In the final count of her amended complaint, Springs alleges that the individual defendants tortiously interfered with her business relationship with Ally. As Springs acknowledges, however, an employee is not liable for tortious interference with the employer’s contracts or business relationships unless the employee acted solely for his or her own benefit, with no benefit to the corporation. See Servo Kinetics, Inc. v. Tokyo Precision Instruments Co., 475 F.3d 783, 801 (6th Cir.2007). Springs alleges that the individual defendants’ “acts were taken solely for their own personal benefit, and not for the benefit of Defendant Ally,” but she offers nothing more than this conclusory allegation. She does not identify any personal benefit that accrued to the individual defendants, nor does she ascribe any personal motive to them. In short, the allegation consists of a “threadbare recital[ ]” of the elements of a claim for tortious interference, “supported by mere conclusory statements.” See Iqbal, 556 U.S. at 663, 129 S.Ct. 1937. The district court therefore did not err when it dismissed the tortious interference claim.
IV.
For these reasons, the decision of the district court is affirmed.

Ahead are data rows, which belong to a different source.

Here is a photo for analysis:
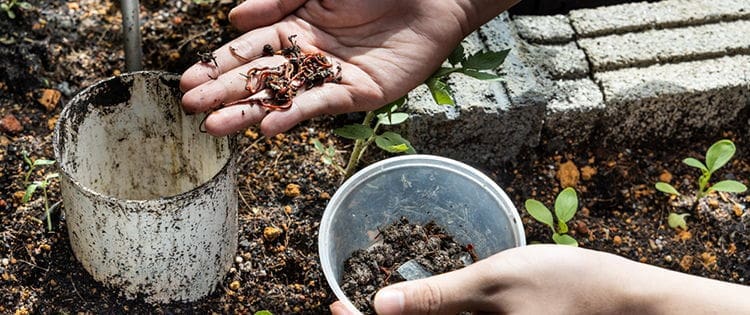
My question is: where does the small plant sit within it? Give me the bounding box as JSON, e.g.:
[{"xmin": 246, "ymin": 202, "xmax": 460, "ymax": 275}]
[
  {"xmin": 333, "ymin": 44, "xmax": 510, "ymax": 179},
  {"xmin": 21, "ymin": 151, "xmax": 60, "ymax": 231},
  {"xmin": 21, "ymin": 151, "xmax": 55, "ymax": 185},
  {"xmin": 312, "ymin": 139, "xmax": 346, "ymax": 174},
  {"xmin": 0, "ymin": 0, "xmax": 31, "ymax": 19},
  {"xmin": 22, "ymin": 173, "xmax": 59, "ymax": 231},
  {"xmin": 333, "ymin": 97, "xmax": 416, "ymax": 178},
  {"xmin": 654, "ymin": 139, "xmax": 747, "ymax": 229},
  {"xmin": 425, "ymin": 44, "xmax": 510, "ymax": 105},
  {"xmin": 525, "ymin": 187, "xmax": 578, "ymax": 246}
]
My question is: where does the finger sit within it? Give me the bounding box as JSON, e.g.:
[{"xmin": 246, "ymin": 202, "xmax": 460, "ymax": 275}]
[
  {"xmin": 229, "ymin": 0, "xmax": 307, "ymax": 31},
  {"xmin": 261, "ymin": 60, "xmax": 386, "ymax": 136},
  {"xmin": 329, "ymin": 301, "xmax": 362, "ymax": 315},
  {"xmin": 204, "ymin": 105, "xmax": 266, "ymax": 137},
  {"xmin": 182, "ymin": 56, "xmax": 285, "ymax": 113},
  {"xmin": 373, "ymin": 266, "xmax": 492, "ymax": 315},
  {"xmin": 260, "ymin": 83, "xmax": 356, "ymax": 137},
  {"xmin": 180, "ymin": 28, "xmax": 281, "ymax": 91}
]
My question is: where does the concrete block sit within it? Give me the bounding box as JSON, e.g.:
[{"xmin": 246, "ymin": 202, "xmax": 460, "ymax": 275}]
[
  {"xmin": 595, "ymin": 55, "xmax": 750, "ymax": 142},
  {"xmin": 568, "ymin": 0, "xmax": 750, "ymax": 37},
  {"xmin": 528, "ymin": 42, "xmax": 589, "ymax": 79},
  {"xmin": 578, "ymin": 20, "xmax": 750, "ymax": 71},
  {"xmin": 404, "ymin": 14, "xmax": 544, "ymax": 166},
  {"xmin": 513, "ymin": 15, "xmax": 575, "ymax": 44}
]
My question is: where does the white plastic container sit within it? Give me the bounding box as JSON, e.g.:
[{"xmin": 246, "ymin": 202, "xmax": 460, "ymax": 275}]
[
  {"xmin": 54, "ymin": 71, "xmax": 237, "ymax": 303},
  {"xmin": 318, "ymin": 155, "xmax": 526, "ymax": 309}
]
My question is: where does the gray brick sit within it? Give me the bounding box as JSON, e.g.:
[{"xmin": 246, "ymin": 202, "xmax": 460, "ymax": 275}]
[
  {"xmin": 578, "ymin": 20, "xmax": 750, "ymax": 71},
  {"xmin": 528, "ymin": 42, "xmax": 589, "ymax": 79},
  {"xmin": 405, "ymin": 14, "xmax": 544, "ymax": 166},
  {"xmin": 513, "ymin": 15, "xmax": 575, "ymax": 44},
  {"xmin": 568, "ymin": 0, "xmax": 750, "ymax": 37},
  {"xmin": 595, "ymin": 55, "xmax": 750, "ymax": 142}
]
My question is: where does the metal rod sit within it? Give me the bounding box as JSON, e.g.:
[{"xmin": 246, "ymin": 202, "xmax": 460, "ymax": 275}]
[{"xmin": 120, "ymin": 0, "xmax": 143, "ymax": 72}]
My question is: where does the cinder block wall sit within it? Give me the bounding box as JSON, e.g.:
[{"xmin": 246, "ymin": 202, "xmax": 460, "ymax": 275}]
[{"xmin": 406, "ymin": 0, "xmax": 750, "ymax": 165}]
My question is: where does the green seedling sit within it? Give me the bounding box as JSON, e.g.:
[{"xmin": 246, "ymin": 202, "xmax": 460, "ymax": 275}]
[
  {"xmin": 21, "ymin": 173, "xmax": 60, "ymax": 231},
  {"xmin": 333, "ymin": 44, "xmax": 510, "ymax": 179},
  {"xmin": 654, "ymin": 139, "xmax": 747, "ymax": 229},
  {"xmin": 333, "ymin": 97, "xmax": 417, "ymax": 178},
  {"xmin": 425, "ymin": 44, "xmax": 510, "ymax": 105},
  {"xmin": 0, "ymin": 0, "xmax": 32, "ymax": 19},
  {"xmin": 312, "ymin": 139, "xmax": 346, "ymax": 174},
  {"xmin": 21, "ymin": 151, "xmax": 55, "ymax": 185},
  {"xmin": 525, "ymin": 187, "xmax": 578, "ymax": 246}
]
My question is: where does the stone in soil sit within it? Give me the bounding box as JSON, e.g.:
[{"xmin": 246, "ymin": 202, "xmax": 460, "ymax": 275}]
[{"xmin": 341, "ymin": 218, "xmax": 472, "ymax": 314}]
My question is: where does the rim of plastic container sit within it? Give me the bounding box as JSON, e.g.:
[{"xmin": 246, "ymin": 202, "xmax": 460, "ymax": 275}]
[{"xmin": 318, "ymin": 154, "xmax": 526, "ymax": 310}]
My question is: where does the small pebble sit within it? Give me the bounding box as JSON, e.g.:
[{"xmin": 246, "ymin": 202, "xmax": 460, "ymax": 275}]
[
  {"xmin": 263, "ymin": 226, "xmax": 281, "ymax": 241},
  {"xmin": 284, "ymin": 184, "xmax": 300, "ymax": 198},
  {"xmin": 229, "ymin": 280, "xmax": 240, "ymax": 291},
  {"xmin": 612, "ymin": 235, "xmax": 622, "ymax": 246}
]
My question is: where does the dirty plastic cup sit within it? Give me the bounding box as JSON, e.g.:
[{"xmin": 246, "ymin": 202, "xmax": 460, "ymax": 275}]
[
  {"xmin": 318, "ymin": 155, "xmax": 526, "ymax": 309},
  {"xmin": 54, "ymin": 71, "xmax": 237, "ymax": 303}
]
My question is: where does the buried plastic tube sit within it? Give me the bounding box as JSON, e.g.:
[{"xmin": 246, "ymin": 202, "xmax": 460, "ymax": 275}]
[{"xmin": 120, "ymin": 0, "xmax": 143, "ymax": 72}]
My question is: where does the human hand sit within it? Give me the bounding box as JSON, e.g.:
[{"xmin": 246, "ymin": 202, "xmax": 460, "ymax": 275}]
[
  {"xmin": 331, "ymin": 245, "xmax": 750, "ymax": 315},
  {"xmin": 180, "ymin": 0, "xmax": 517, "ymax": 136}
]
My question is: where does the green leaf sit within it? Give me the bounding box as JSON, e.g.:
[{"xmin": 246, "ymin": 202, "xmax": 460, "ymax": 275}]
[
  {"xmin": 375, "ymin": 95, "xmax": 408, "ymax": 115},
  {"xmin": 524, "ymin": 199, "xmax": 555, "ymax": 231},
  {"xmin": 448, "ymin": 43, "xmax": 464, "ymax": 67},
  {"xmin": 555, "ymin": 187, "xmax": 578, "ymax": 222},
  {"xmin": 21, "ymin": 151, "xmax": 34, "ymax": 166},
  {"xmin": 21, "ymin": 182, "xmax": 39, "ymax": 203},
  {"xmin": 312, "ymin": 138, "xmax": 326, "ymax": 153},
  {"xmin": 461, "ymin": 49, "xmax": 510, "ymax": 70},
  {"xmin": 682, "ymin": 158, "xmax": 708, "ymax": 172},
  {"xmin": 430, "ymin": 67, "xmax": 463, "ymax": 80},
  {"xmin": 552, "ymin": 233, "xmax": 578, "ymax": 247},
  {"xmin": 461, "ymin": 69, "xmax": 503, "ymax": 81},
  {"xmin": 654, "ymin": 182, "xmax": 680, "ymax": 196},
  {"xmin": 706, "ymin": 139, "xmax": 736, "ymax": 173},
  {"xmin": 44, "ymin": 173, "xmax": 60, "ymax": 181},
  {"xmin": 333, "ymin": 124, "xmax": 374, "ymax": 140},
  {"xmin": 375, "ymin": 131, "xmax": 416, "ymax": 154},
  {"xmin": 378, "ymin": 113, "xmax": 409, "ymax": 126},
  {"xmin": 667, "ymin": 212, "xmax": 690, "ymax": 230},
  {"xmin": 708, "ymin": 179, "xmax": 747, "ymax": 192},
  {"xmin": 425, "ymin": 78, "xmax": 456, "ymax": 105},
  {"xmin": 34, "ymin": 159, "xmax": 55, "ymax": 166}
]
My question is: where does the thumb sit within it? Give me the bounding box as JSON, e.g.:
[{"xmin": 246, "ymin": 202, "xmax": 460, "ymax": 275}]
[
  {"xmin": 229, "ymin": 0, "xmax": 306, "ymax": 31},
  {"xmin": 373, "ymin": 268, "xmax": 483, "ymax": 315}
]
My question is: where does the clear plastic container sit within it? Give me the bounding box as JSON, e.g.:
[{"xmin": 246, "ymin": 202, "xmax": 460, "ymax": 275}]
[{"xmin": 318, "ymin": 155, "xmax": 526, "ymax": 309}]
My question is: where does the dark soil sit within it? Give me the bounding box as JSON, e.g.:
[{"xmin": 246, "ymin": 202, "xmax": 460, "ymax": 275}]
[
  {"xmin": 0, "ymin": 0, "xmax": 750, "ymax": 314},
  {"xmin": 341, "ymin": 218, "xmax": 472, "ymax": 314}
]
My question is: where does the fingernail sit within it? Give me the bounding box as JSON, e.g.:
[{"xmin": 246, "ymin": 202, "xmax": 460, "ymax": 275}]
[{"xmin": 373, "ymin": 288, "xmax": 404, "ymax": 315}]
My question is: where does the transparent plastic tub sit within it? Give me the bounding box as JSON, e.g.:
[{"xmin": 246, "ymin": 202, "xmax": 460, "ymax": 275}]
[{"xmin": 318, "ymin": 155, "xmax": 526, "ymax": 309}]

. The facts in this opinion generally are taken from the complaint, but some of the procedural facts are drawn from Springs’s filings in the United States District Court for the Western District of North Carolina. See Buck v. Thomas M. Cooley Law Sch., 597 F.3d 812, 816 (6th Cir.2010) ("Although typically courts are limited to the pleadings when faced with a motion under Rule 12(b)(6), a court may take judicial notice of other court proceedings without converting the motion into one for summary judgment.”). Springs cross-references all of these filings in her complaint and briefs in this case.
. Springs actually alleges a violation of the Equal Protection Clause of the Fifth Amendment. That amendment includes no such clause. Rather, the Due Process Clause of the Fifth Amendment includes an equal protection component. See Washington v. Davis, 426 U.S. 229, 239, 96 S.Ct. 2040, 48 L.Ed.2d 597 (1976).
. Only Bouque, Patterson, He, and Dautrich were defendants in the North Carolina litigation. Springs first sued Solomon and Neaton in this case.
. We will assume for present purposes that Ally was a state actor and that its employees were government officials.
. The parties do not dispute that these state-law claims are governed by Michigan law.